Optimising micro computed tomography imaging of large animal and human hearts at high resolution

Introduction Micro Computed tomography has emerged as a powerful imaging tool to study the micro-structure of cardiac tissue of small mammals. However, conventional techniques in whole organs of large mammals, is compromised due to the use of high molecular weight contrast agents and the relative thickness of samples. Objective To develop a tissue preparation method to optimize microCT imaging of whole hearts with sizes including those of humans. Methods Male pig hearts (N = 5) were treated by: hydrated samples with conventional contrast agent (iodine, 0.5%) or dehydrated in ethanol and air-dried under hexamethyldisilazane (HMDS). Human hearts (N = 3) were treated using air-drying method. Hearts were imaged at 21.7 μm isotropic resolution by microCT (SkyScan 1276 Bruker). Images were quantified with Amira software using a 3D cylinder correlation technique. Results The X-ray attenuation of air-dried samples was better optimized for the bandwidth of the X-ray detector, indicated by reduced x-ray attenuation (pig 65%, human 55), compared to almost complete signal attenuation from hydrated samples (93%). Voxel intensity histograms showed two populations corresponding to the tissue and the background media and sample support structures. Yet, the separating minima of histogram intensities were always observed at lower intensities for air-dried hearts ( Fig. 1 A) than hydrated hearts, increasing the dynamic range for tissue-specific signals ( Fig. 1 B).
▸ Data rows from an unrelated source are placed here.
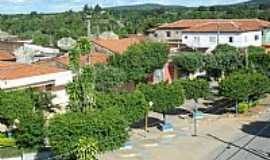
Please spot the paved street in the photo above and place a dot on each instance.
(220, 138)
(252, 144)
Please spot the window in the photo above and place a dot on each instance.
(231, 39)
(49, 87)
(246, 39)
(212, 39)
(257, 37)
(168, 34)
(197, 40)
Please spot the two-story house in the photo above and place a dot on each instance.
(208, 33)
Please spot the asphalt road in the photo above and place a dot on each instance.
(252, 144)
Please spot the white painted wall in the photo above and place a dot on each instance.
(59, 79)
(240, 40)
(161, 35)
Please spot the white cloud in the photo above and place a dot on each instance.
(26, 6)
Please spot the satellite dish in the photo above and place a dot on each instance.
(66, 43)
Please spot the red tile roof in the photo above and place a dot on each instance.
(5, 56)
(12, 70)
(213, 25)
(118, 46)
(94, 58)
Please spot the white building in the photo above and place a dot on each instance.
(208, 33)
(15, 76)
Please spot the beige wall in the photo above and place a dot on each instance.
(161, 35)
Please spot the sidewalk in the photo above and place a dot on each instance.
(180, 144)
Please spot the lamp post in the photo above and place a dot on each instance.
(195, 110)
(146, 116)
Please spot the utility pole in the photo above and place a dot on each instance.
(246, 58)
(195, 110)
(88, 20)
(218, 33)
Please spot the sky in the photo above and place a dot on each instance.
(46, 6)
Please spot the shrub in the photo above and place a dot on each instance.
(225, 48)
(243, 107)
(108, 77)
(190, 62)
(20, 105)
(31, 132)
(107, 127)
(194, 89)
(7, 142)
(141, 59)
(244, 86)
(164, 97)
(15, 105)
(131, 105)
(256, 50)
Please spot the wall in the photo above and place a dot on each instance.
(161, 35)
(59, 80)
(266, 36)
(10, 46)
(240, 40)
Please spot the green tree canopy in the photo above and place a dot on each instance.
(244, 85)
(226, 48)
(82, 91)
(141, 59)
(108, 77)
(164, 97)
(19, 105)
(255, 50)
(189, 61)
(260, 62)
(106, 127)
(194, 89)
(131, 105)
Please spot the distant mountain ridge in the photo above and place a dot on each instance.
(257, 2)
(154, 6)
(149, 6)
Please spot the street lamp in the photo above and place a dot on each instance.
(195, 110)
(146, 116)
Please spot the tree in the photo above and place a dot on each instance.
(141, 59)
(41, 39)
(97, 8)
(82, 90)
(131, 105)
(226, 48)
(225, 60)
(108, 77)
(164, 97)
(18, 106)
(84, 45)
(255, 50)
(243, 86)
(194, 89)
(15, 105)
(86, 149)
(190, 62)
(260, 62)
(107, 127)
(30, 132)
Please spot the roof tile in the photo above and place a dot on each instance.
(12, 70)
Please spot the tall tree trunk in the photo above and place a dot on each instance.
(164, 117)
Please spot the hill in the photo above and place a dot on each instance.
(257, 2)
(146, 7)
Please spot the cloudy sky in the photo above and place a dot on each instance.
(26, 6)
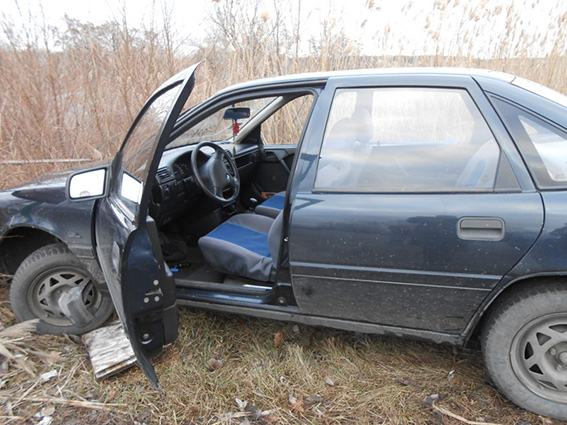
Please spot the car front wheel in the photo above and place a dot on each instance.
(525, 348)
(41, 289)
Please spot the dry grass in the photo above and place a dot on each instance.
(286, 374)
(76, 101)
(73, 93)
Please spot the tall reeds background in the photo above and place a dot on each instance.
(72, 92)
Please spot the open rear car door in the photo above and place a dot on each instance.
(127, 245)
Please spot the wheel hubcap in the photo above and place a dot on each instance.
(539, 357)
(45, 291)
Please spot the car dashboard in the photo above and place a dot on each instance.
(176, 191)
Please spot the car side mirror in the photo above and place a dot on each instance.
(236, 113)
(90, 184)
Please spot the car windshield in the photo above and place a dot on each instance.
(215, 127)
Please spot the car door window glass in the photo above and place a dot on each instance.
(406, 139)
(551, 146)
(285, 126)
(139, 149)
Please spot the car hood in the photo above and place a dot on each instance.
(50, 187)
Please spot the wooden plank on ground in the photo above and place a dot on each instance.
(109, 350)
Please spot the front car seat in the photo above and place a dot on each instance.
(246, 245)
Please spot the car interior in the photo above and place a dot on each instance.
(219, 193)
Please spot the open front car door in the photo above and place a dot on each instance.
(141, 284)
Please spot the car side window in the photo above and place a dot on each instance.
(543, 145)
(286, 125)
(406, 139)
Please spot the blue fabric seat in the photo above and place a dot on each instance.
(272, 206)
(245, 245)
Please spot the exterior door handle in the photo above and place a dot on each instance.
(481, 228)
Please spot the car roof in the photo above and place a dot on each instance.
(315, 77)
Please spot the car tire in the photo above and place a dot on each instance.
(42, 278)
(524, 343)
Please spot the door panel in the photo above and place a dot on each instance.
(141, 284)
(397, 259)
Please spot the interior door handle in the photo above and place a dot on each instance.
(481, 228)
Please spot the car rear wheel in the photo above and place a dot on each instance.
(524, 344)
(41, 289)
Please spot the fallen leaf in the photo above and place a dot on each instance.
(312, 399)
(44, 377)
(278, 339)
(254, 412)
(241, 403)
(214, 363)
(430, 399)
(297, 407)
(47, 411)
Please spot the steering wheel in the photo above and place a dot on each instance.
(218, 175)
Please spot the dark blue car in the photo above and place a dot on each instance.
(425, 203)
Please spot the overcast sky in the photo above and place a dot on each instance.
(378, 26)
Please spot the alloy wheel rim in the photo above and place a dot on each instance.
(539, 357)
(47, 288)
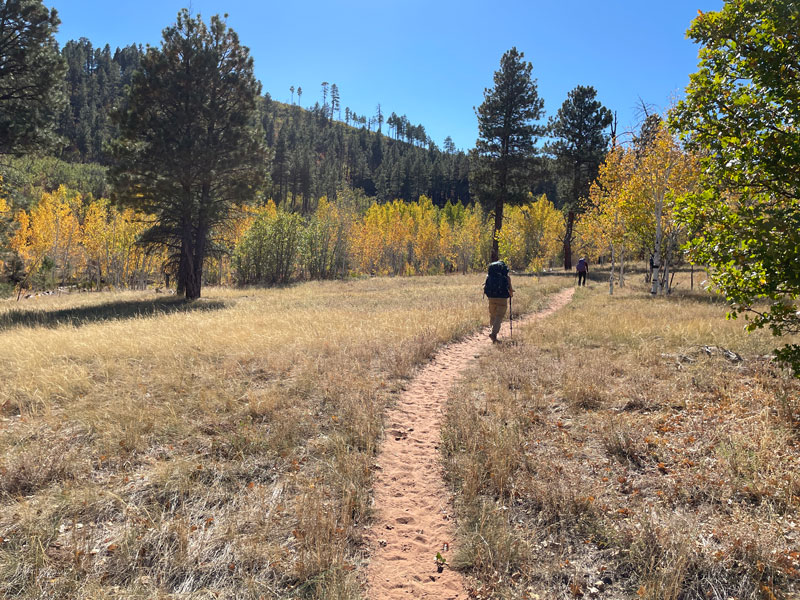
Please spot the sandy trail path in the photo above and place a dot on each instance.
(413, 514)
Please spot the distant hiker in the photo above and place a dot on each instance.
(498, 289)
(582, 267)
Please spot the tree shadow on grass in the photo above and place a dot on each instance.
(111, 311)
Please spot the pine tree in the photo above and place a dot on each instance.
(580, 146)
(507, 136)
(31, 76)
(189, 149)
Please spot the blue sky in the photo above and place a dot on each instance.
(431, 60)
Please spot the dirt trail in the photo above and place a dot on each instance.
(413, 520)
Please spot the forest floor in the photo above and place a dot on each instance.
(414, 520)
(630, 447)
(224, 448)
(623, 447)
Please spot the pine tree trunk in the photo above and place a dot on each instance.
(498, 225)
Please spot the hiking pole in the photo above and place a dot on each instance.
(511, 316)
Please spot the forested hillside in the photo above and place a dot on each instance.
(315, 152)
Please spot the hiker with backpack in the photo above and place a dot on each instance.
(499, 291)
(582, 267)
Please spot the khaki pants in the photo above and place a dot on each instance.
(497, 310)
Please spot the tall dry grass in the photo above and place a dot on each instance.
(222, 448)
(618, 451)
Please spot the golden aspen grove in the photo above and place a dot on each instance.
(462, 301)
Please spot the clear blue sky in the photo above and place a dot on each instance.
(432, 59)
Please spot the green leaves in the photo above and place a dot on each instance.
(741, 114)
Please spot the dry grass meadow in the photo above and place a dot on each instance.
(619, 451)
(151, 448)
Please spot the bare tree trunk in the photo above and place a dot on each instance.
(498, 225)
(656, 287)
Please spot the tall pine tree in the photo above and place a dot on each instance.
(507, 132)
(190, 148)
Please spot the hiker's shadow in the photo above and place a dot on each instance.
(110, 311)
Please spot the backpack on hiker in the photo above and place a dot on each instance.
(496, 285)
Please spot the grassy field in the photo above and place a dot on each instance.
(217, 449)
(629, 447)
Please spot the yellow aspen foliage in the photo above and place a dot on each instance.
(50, 234)
(530, 235)
(5, 216)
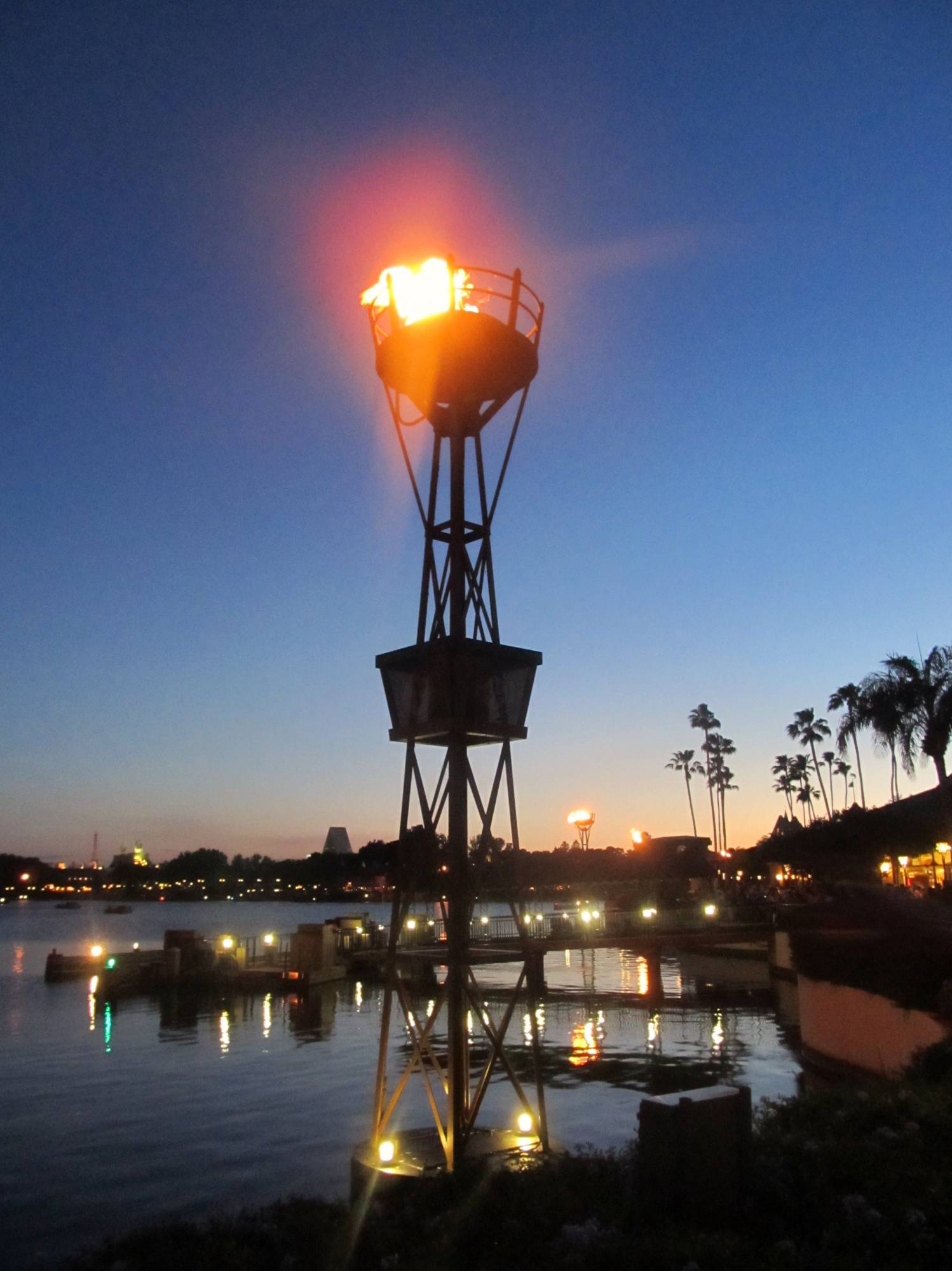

Imaging air-dried pig or human hearts permitted a simple threshold-based segmentation to isolate microstructures of the heart, including vessels, myocardial fibers and Purkinje from the background (1C). Fiber orientation quantification could be performed directly on unfiltered images. Fiber orientation was validated against subsequent histology of the same samples. Conclusion Air drying with HMDS enables microCT imaging of human-sized hearts while preserving micro-structure and the identification of individual cardiac muscle fibers.